Este ensaio busca discutir que lugar há e restará para a escrita, tal como já se indagou Vilém Flusser (2010) no final dos anos 80, neste momento de criação de tecnologias de geração automática de texto, como as inteligências artificiais generativas transformacionais. O exame parte da consideração da escrita como tecnologia (Auroux, 1992; Gananadesikan, 2009; Benveniste, 2014), articulando as reflexões da linguística ao campo de estudos da filosofia da tecnologia (Cupani, 2013; Pinto, 2005, Ortega Y Gasset, 2009), na tentativa de elaborar sobre o tema não pela ótica formalista (linguística ou computacional), mas pelo prisma das ciências humanas em geral. Isso nos conduz, assim, a pensar sobre que aspectos dessa tecnologia, isto é, da capacidade de escrever, são irredutíveis às máquinas e, consequentemente restritos aos seres humanos, na tentativa de estabelecer, a partir daí, o que restará, no futuro, do processo composicional em um contexto em que boa parte das produções textuais poderão ser automatizadas.
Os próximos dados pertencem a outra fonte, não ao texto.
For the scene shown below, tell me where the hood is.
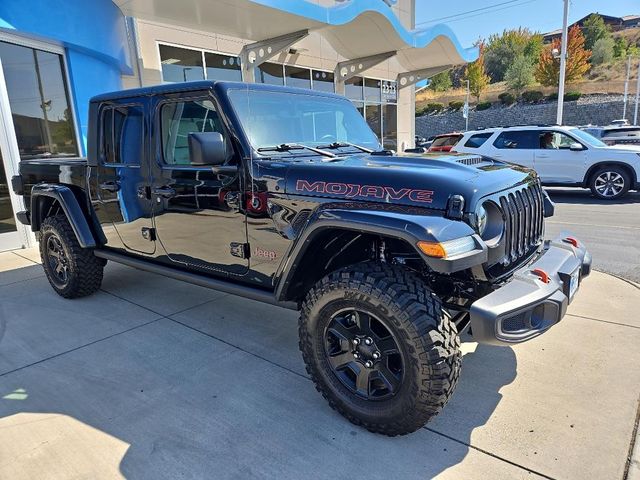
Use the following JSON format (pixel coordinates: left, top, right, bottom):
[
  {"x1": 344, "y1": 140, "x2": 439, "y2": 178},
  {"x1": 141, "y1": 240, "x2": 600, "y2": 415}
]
[{"x1": 285, "y1": 154, "x2": 536, "y2": 211}]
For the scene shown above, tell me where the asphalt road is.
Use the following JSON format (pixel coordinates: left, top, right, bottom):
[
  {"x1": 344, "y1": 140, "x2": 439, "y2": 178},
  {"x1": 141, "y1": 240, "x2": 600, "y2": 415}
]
[{"x1": 546, "y1": 188, "x2": 640, "y2": 283}]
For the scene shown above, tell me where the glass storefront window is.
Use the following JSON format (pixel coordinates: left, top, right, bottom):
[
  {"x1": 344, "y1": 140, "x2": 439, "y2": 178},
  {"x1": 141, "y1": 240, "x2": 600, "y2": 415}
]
[
  {"x1": 344, "y1": 77, "x2": 364, "y2": 100},
  {"x1": 284, "y1": 65, "x2": 311, "y2": 88},
  {"x1": 160, "y1": 45, "x2": 204, "y2": 82},
  {"x1": 204, "y1": 52, "x2": 242, "y2": 82},
  {"x1": 382, "y1": 103, "x2": 398, "y2": 150},
  {"x1": 255, "y1": 63, "x2": 284, "y2": 85},
  {"x1": 0, "y1": 42, "x2": 78, "y2": 159},
  {"x1": 364, "y1": 104, "x2": 382, "y2": 139},
  {"x1": 311, "y1": 70, "x2": 336, "y2": 93},
  {"x1": 364, "y1": 78, "x2": 382, "y2": 103}
]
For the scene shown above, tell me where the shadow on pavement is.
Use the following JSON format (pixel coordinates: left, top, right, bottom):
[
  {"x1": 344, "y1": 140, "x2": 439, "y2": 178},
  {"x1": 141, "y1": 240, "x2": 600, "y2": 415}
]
[{"x1": 0, "y1": 264, "x2": 524, "y2": 479}]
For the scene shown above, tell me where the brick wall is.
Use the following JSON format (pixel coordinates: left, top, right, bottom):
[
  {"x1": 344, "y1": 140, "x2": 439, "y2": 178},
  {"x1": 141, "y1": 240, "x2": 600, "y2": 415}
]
[{"x1": 416, "y1": 95, "x2": 635, "y2": 137}]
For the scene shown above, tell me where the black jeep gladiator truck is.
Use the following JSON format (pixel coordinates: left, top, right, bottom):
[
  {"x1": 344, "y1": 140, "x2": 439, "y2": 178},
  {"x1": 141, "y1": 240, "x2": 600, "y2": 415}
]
[{"x1": 12, "y1": 82, "x2": 591, "y2": 435}]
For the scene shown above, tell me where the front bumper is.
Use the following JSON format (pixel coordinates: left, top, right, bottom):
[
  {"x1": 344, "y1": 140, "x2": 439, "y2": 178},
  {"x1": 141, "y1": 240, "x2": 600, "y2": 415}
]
[{"x1": 470, "y1": 234, "x2": 591, "y2": 345}]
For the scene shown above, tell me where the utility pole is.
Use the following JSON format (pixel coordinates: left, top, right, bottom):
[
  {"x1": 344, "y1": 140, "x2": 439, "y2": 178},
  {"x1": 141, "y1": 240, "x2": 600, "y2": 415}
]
[
  {"x1": 622, "y1": 55, "x2": 631, "y2": 118},
  {"x1": 556, "y1": 0, "x2": 569, "y2": 125},
  {"x1": 633, "y1": 58, "x2": 640, "y2": 125}
]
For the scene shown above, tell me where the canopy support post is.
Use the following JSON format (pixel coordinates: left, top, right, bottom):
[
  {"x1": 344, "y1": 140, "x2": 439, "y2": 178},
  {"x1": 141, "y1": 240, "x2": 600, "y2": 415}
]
[
  {"x1": 240, "y1": 30, "x2": 309, "y2": 83},
  {"x1": 333, "y1": 51, "x2": 397, "y2": 95}
]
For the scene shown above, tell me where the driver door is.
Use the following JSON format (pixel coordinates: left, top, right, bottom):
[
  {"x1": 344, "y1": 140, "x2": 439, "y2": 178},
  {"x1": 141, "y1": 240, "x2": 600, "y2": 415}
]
[{"x1": 534, "y1": 130, "x2": 587, "y2": 183}]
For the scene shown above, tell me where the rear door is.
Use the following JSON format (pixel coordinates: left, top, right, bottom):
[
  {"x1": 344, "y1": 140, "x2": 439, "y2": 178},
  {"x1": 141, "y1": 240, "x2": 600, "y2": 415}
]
[
  {"x1": 151, "y1": 92, "x2": 249, "y2": 275},
  {"x1": 91, "y1": 99, "x2": 155, "y2": 254},
  {"x1": 487, "y1": 130, "x2": 537, "y2": 168},
  {"x1": 535, "y1": 130, "x2": 587, "y2": 183}
]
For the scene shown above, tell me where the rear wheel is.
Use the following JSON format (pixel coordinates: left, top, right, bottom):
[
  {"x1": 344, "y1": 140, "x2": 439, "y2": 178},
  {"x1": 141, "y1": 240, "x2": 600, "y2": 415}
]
[
  {"x1": 299, "y1": 263, "x2": 461, "y2": 436},
  {"x1": 40, "y1": 215, "x2": 104, "y2": 298},
  {"x1": 589, "y1": 166, "x2": 631, "y2": 200}
]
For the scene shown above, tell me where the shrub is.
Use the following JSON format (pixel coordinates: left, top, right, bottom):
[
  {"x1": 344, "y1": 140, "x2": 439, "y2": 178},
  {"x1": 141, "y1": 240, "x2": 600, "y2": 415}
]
[
  {"x1": 498, "y1": 92, "x2": 516, "y2": 105},
  {"x1": 564, "y1": 92, "x2": 582, "y2": 102},
  {"x1": 522, "y1": 90, "x2": 544, "y2": 103}
]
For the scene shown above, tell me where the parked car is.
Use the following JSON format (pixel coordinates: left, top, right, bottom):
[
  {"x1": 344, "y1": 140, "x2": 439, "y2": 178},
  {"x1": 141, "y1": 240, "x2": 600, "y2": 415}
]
[
  {"x1": 580, "y1": 125, "x2": 640, "y2": 145},
  {"x1": 453, "y1": 125, "x2": 640, "y2": 200},
  {"x1": 429, "y1": 133, "x2": 462, "y2": 152},
  {"x1": 11, "y1": 81, "x2": 591, "y2": 435}
]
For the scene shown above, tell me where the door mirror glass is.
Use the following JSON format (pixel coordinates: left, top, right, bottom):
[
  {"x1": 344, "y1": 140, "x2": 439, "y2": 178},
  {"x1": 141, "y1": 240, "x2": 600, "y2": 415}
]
[
  {"x1": 189, "y1": 132, "x2": 228, "y2": 165},
  {"x1": 569, "y1": 142, "x2": 584, "y2": 152}
]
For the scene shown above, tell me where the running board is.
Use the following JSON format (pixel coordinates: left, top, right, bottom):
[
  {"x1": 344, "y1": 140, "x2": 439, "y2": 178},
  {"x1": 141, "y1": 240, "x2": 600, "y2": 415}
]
[{"x1": 93, "y1": 250, "x2": 298, "y2": 310}]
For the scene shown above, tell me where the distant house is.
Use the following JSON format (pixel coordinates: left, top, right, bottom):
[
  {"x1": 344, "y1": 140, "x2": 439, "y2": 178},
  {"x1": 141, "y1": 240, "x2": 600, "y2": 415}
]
[{"x1": 542, "y1": 12, "x2": 640, "y2": 43}]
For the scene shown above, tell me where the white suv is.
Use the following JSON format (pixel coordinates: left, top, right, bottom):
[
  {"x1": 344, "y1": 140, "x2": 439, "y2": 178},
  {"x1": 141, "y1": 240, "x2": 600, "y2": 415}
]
[{"x1": 452, "y1": 125, "x2": 640, "y2": 199}]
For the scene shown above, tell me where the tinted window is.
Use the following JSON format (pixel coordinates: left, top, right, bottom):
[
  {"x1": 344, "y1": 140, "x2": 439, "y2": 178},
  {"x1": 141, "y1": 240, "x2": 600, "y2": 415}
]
[
  {"x1": 464, "y1": 132, "x2": 493, "y2": 148},
  {"x1": 102, "y1": 105, "x2": 144, "y2": 165},
  {"x1": 160, "y1": 45, "x2": 204, "y2": 82},
  {"x1": 493, "y1": 130, "x2": 539, "y2": 150},
  {"x1": 160, "y1": 99, "x2": 230, "y2": 165}
]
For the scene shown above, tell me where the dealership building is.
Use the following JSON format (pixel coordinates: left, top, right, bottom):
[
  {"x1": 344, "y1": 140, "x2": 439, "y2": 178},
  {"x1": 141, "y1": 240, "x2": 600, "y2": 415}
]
[{"x1": 0, "y1": 0, "x2": 477, "y2": 251}]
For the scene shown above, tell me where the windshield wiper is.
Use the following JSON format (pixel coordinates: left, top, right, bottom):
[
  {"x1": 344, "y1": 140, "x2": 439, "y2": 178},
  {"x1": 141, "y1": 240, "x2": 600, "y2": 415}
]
[
  {"x1": 318, "y1": 142, "x2": 373, "y2": 153},
  {"x1": 258, "y1": 143, "x2": 335, "y2": 158}
]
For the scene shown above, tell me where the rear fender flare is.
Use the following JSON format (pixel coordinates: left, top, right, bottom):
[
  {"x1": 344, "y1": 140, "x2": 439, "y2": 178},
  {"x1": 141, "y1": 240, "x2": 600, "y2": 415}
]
[{"x1": 31, "y1": 183, "x2": 96, "y2": 248}]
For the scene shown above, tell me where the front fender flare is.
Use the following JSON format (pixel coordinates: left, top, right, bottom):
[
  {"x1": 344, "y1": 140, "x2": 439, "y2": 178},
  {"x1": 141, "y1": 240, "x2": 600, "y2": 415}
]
[
  {"x1": 31, "y1": 183, "x2": 96, "y2": 248},
  {"x1": 276, "y1": 206, "x2": 488, "y2": 300}
]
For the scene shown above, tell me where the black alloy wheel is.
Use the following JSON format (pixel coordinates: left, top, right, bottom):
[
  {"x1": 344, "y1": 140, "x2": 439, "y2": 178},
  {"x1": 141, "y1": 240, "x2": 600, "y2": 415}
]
[{"x1": 324, "y1": 309, "x2": 404, "y2": 400}]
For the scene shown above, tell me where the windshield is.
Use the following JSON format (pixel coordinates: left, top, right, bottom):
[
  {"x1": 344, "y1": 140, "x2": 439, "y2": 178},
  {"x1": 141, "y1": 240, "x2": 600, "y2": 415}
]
[
  {"x1": 569, "y1": 128, "x2": 607, "y2": 147},
  {"x1": 228, "y1": 89, "x2": 380, "y2": 150}
]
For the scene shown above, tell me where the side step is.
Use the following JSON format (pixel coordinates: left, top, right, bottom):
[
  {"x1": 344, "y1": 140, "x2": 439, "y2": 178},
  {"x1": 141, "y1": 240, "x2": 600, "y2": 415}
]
[{"x1": 93, "y1": 250, "x2": 298, "y2": 310}]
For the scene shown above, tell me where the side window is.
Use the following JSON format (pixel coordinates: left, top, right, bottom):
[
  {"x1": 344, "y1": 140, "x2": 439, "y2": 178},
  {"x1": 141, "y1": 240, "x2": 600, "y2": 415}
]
[
  {"x1": 160, "y1": 99, "x2": 232, "y2": 165},
  {"x1": 101, "y1": 105, "x2": 144, "y2": 165},
  {"x1": 537, "y1": 130, "x2": 578, "y2": 150},
  {"x1": 493, "y1": 130, "x2": 536, "y2": 150},
  {"x1": 464, "y1": 132, "x2": 493, "y2": 148}
]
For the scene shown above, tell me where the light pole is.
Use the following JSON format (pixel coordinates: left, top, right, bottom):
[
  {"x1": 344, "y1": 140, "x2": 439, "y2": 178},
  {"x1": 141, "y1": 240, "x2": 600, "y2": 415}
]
[
  {"x1": 556, "y1": 0, "x2": 569, "y2": 125},
  {"x1": 622, "y1": 55, "x2": 631, "y2": 119}
]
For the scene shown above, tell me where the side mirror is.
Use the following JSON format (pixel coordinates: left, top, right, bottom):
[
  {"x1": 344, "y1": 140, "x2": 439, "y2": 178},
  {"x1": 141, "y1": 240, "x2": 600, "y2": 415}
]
[{"x1": 188, "y1": 132, "x2": 228, "y2": 166}]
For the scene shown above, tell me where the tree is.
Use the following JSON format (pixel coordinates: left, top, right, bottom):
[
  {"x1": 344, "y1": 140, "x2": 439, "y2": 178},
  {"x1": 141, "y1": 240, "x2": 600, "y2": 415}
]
[
  {"x1": 504, "y1": 55, "x2": 535, "y2": 95},
  {"x1": 534, "y1": 25, "x2": 591, "y2": 87},
  {"x1": 429, "y1": 70, "x2": 452, "y2": 92},
  {"x1": 591, "y1": 37, "x2": 615, "y2": 65},
  {"x1": 465, "y1": 43, "x2": 491, "y2": 101},
  {"x1": 582, "y1": 13, "x2": 611, "y2": 50},
  {"x1": 485, "y1": 28, "x2": 542, "y2": 82}
]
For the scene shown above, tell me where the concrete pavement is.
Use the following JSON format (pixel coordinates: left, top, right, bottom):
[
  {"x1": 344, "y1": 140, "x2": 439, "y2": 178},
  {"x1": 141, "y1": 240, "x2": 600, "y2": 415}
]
[{"x1": 0, "y1": 251, "x2": 640, "y2": 480}]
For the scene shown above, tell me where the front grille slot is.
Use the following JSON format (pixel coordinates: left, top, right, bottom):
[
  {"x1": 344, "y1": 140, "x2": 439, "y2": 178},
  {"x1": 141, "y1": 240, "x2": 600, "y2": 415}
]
[{"x1": 499, "y1": 183, "x2": 544, "y2": 266}]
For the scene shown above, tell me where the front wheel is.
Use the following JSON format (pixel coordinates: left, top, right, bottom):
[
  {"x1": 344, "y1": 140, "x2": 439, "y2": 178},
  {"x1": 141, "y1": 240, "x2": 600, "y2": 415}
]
[
  {"x1": 589, "y1": 166, "x2": 631, "y2": 200},
  {"x1": 299, "y1": 263, "x2": 461, "y2": 436},
  {"x1": 40, "y1": 215, "x2": 104, "y2": 298}
]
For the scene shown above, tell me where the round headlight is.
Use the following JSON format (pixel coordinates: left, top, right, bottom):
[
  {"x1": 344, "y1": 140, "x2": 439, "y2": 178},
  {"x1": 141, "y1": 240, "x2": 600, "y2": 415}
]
[{"x1": 476, "y1": 205, "x2": 489, "y2": 237}]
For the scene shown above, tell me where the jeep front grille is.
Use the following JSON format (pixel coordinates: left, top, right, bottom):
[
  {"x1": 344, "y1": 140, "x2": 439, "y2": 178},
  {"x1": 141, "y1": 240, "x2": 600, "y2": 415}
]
[{"x1": 500, "y1": 183, "x2": 544, "y2": 266}]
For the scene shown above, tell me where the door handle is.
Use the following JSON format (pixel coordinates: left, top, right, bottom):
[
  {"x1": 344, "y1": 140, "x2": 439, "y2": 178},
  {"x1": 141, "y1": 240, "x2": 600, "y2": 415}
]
[
  {"x1": 152, "y1": 186, "x2": 176, "y2": 198},
  {"x1": 100, "y1": 182, "x2": 120, "y2": 192}
]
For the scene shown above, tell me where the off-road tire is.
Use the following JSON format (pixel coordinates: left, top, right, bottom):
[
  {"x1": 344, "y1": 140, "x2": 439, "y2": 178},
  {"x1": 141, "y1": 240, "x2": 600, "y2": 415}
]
[
  {"x1": 589, "y1": 165, "x2": 631, "y2": 200},
  {"x1": 39, "y1": 215, "x2": 105, "y2": 298},
  {"x1": 299, "y1": 263, "x2": 462, "y2": 436}
]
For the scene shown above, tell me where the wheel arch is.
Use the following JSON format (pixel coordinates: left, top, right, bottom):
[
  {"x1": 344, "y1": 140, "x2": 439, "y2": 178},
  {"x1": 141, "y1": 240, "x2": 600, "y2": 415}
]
[
  {"x1": 31, "y1": 184, "x2": 97, "y2": 248},
  {"x1": 582, "y1": 160, "x2": 638, "y2": 188}
]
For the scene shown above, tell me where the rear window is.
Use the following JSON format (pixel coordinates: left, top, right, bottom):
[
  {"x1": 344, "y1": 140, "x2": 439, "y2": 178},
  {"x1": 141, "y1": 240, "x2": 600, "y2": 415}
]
[
  {"x1": 431, "y1": 135, "x2": 462, "y2": 147},
  {"x1": 493, "y1": 130, "x2": 538, "y2": 150},
  {"x1": 464, "y1": 132, "x2": 493, "y2": 148}
]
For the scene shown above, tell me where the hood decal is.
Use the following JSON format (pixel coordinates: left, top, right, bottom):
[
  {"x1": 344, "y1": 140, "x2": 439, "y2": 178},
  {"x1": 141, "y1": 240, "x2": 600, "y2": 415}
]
[{"x1": 296, "y1": 180, "x2": 433, "y2": 203}]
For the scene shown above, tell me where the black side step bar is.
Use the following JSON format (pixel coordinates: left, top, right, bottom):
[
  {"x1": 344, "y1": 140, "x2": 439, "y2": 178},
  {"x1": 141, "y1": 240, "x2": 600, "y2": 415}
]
[{"x1": 93, "y1": 250, "x2": 298, "y2": 310}]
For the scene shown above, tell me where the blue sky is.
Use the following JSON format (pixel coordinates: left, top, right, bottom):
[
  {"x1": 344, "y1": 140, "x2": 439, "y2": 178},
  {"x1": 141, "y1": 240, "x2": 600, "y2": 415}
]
[{"x1": 416, "y1": 0, "x2": 640, "y2": 46}]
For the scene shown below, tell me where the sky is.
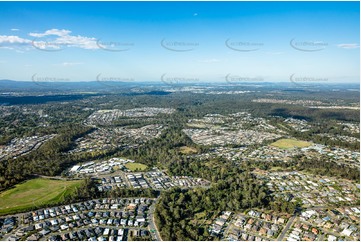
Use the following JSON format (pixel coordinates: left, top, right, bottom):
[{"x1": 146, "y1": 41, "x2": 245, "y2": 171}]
[{"x1": 0, "y1": 2, "x2": 360, "y2": 83}]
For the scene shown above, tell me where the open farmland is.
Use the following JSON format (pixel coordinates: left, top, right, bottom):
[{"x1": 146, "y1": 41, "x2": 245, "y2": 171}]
[{"x1": 0, "y1": 178, "x2": 82, "y2": 215}]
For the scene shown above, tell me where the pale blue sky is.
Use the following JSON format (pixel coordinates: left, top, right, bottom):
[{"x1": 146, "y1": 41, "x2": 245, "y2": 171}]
[{"x1": 0, "y1": 2, "x2": 360, "y2": 82}]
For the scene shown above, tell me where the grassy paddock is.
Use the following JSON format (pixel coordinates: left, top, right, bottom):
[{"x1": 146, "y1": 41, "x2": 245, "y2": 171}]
[
  {"x1": 271, "y1": 139, "x2": 312, "y2": 149},
  {"x1": 0, "y1": 178, "x2": 82, "y2": 215},
  {"x1": 179, "y1": 146, "x2": 198, "y2": 155}
]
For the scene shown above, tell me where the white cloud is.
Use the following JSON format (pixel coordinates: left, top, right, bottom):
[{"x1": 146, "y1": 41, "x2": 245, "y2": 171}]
[
  {"x1": 199, "y1": 58, "x2": 221, "y2": 63},
  {"x1": 61, "y1": 62, "x2": 84, "y2": 66},
  {"x1": 337, "y1": 44, "x2": 360, "y2": 49},
  {"x1": 29, "y1": 29, "x2": 71, "y2": 38},
  {"x1": 29, "y1": 29, "x2": 99, "y2": 49},
  {"x1": 0, "y1": 35, "x2": 31, "y2": 44},
  {"x1": 265, "y1": 51, "x2": 284, "y2": 55}
]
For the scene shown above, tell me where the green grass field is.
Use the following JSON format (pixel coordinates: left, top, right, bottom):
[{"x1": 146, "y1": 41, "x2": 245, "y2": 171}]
[
  {"x1": 124, "y1": 162, "x2": 148, "y2": 171},
  {"x1": 0, "y1": 178, "x2": 82, "y2": 215},
  {"x1": 271, "y1": 139, "x2": 312, "y2": 149},
  {"x1": 179, "y1": 146, "x2": 197, "y2": 155}
]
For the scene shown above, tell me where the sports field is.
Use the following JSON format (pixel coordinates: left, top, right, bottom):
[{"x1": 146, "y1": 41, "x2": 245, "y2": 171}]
[
  {"x1": 0, "y1": 178, "x2": 82, "y2": 215},
  {"x1": 271, "y1": 139, "x2": 312, "y2": 149},
  {"x1": 124, "y1": 162, "x2": 148, "y2": 171}
]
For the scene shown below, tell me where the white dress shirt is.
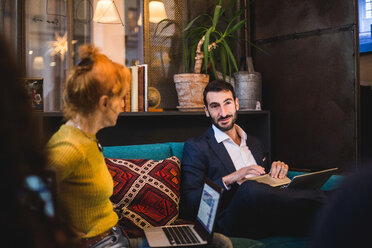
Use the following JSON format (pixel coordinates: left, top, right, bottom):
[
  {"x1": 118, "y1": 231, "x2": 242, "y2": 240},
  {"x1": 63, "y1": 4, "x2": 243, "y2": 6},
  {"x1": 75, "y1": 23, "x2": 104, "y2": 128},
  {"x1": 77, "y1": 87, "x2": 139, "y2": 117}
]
[{"x1": 212, "y1": 124, "x2": 257, "y2": 170}]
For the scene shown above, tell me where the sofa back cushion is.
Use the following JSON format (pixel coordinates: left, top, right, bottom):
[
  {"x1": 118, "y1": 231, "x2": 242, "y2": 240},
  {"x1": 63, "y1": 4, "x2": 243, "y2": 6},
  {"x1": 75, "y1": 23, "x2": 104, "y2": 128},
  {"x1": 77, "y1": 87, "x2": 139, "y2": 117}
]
[
  {"x1": 103, "y1": 143, "x2": 173, "y2": 160},
  {"x1": 105, "y1": 156, "x2": 181, "y2": 237}
]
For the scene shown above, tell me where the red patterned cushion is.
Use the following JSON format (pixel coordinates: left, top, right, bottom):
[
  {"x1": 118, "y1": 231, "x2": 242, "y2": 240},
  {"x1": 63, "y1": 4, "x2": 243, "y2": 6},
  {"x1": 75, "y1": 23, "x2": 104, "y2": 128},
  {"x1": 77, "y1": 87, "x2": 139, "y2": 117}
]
[{"x1": 106, "y1": 156, "x2": 181, "y2": 237}]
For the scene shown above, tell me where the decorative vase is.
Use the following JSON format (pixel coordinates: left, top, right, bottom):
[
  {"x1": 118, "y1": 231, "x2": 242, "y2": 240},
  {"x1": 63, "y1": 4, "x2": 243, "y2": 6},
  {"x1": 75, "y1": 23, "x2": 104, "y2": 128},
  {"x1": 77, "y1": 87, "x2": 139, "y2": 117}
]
[
  {"x1": 234, "y1": 58, "x2": 262, "y2": 110},
  {"x1": 173, "y1": 73, "x2": 209, "y2": 111}
]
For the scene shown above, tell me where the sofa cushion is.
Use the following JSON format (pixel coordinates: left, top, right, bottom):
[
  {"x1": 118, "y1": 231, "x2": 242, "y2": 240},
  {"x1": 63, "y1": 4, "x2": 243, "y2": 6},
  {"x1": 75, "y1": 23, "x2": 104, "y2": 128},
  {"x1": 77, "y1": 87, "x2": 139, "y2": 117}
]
[
  {"x1": 105, "y1": 156, "x2": 180, "y2": 237},
  {"x1": 103, "y1": 143, "x2": 175, "y2": 160}
]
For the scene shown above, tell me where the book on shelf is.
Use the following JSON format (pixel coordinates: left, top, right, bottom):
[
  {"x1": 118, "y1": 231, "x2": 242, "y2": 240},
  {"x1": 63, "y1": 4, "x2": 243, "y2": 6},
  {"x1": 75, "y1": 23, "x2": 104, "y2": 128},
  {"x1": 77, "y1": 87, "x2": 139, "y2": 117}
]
[
  {"x1": 130, "y1": 64, "x2": 148, "y2": 112},
  {"x1": 130, "y1": 65, "x2": 138, "y2": 112}
]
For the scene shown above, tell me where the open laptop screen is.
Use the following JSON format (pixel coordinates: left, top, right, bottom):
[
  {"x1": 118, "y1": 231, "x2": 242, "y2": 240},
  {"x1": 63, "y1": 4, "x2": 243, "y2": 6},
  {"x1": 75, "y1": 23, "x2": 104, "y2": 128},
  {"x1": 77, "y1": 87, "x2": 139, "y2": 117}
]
[{"x1": 197, "y1": 184, "x2": 220, "y2": 234}]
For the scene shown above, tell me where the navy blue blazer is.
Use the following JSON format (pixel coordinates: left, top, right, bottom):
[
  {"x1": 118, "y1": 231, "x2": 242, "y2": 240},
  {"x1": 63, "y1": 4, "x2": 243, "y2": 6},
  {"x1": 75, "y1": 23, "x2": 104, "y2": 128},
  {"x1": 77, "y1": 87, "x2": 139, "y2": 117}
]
[{"x1": 180, "y1": 127, "x2": 268, "y2": 220}]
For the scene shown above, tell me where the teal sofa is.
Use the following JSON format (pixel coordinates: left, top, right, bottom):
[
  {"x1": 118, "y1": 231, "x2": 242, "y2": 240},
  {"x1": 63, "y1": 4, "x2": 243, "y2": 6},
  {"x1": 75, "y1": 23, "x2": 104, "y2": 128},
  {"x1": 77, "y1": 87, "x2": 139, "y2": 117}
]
[{"x1": 103, "y1": 142, "x2": 342, "y2": 248}]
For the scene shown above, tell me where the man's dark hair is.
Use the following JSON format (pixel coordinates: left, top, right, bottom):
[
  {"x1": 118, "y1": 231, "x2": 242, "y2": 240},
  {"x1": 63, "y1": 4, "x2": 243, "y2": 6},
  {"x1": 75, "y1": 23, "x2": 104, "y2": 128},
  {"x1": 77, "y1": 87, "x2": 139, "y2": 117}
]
[{"x1": 203, "y1": 79, "x2": 236, "y2": 106}]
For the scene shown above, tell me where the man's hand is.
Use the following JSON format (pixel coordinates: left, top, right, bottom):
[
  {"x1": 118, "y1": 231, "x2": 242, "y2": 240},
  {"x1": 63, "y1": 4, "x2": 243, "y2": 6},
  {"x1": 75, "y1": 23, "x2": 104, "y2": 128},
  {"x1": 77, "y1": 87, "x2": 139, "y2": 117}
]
[
  {"x1": 270, "y1": 161, "x2": 288, "y2": 178},
  {"x1": 222, "y1": 165, "x2": 265, "y2": 186}
]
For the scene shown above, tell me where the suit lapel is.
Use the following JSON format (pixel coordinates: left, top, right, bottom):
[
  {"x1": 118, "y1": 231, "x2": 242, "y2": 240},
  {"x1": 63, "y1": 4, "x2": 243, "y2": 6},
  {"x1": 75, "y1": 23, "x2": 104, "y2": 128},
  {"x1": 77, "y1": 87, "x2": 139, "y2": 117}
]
[{"x1": 207, "y1": 127, "x2": 236, "y2": 173}]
O percurso termina ponderando sobre o papel das aulas de língua materna na educação básica, sobretudo no que concerne ao ensino da leitura e da escrita, propondo que a escola priorize práticas de leitura e redação que fomentem a linguagem poética (Berardi, 2019; 2020), entendida como uma forma não convencional e não referencialista de produção de sentido, sustentando uma reflexão e uma ampliação das possibilidades da língua de significar e enfatizando a necessidade de enfoque em uma transmissão cultural (Petit, 2019) que leve em conta a língua como produtora e reveladora de subjetividade (Couto, 2011).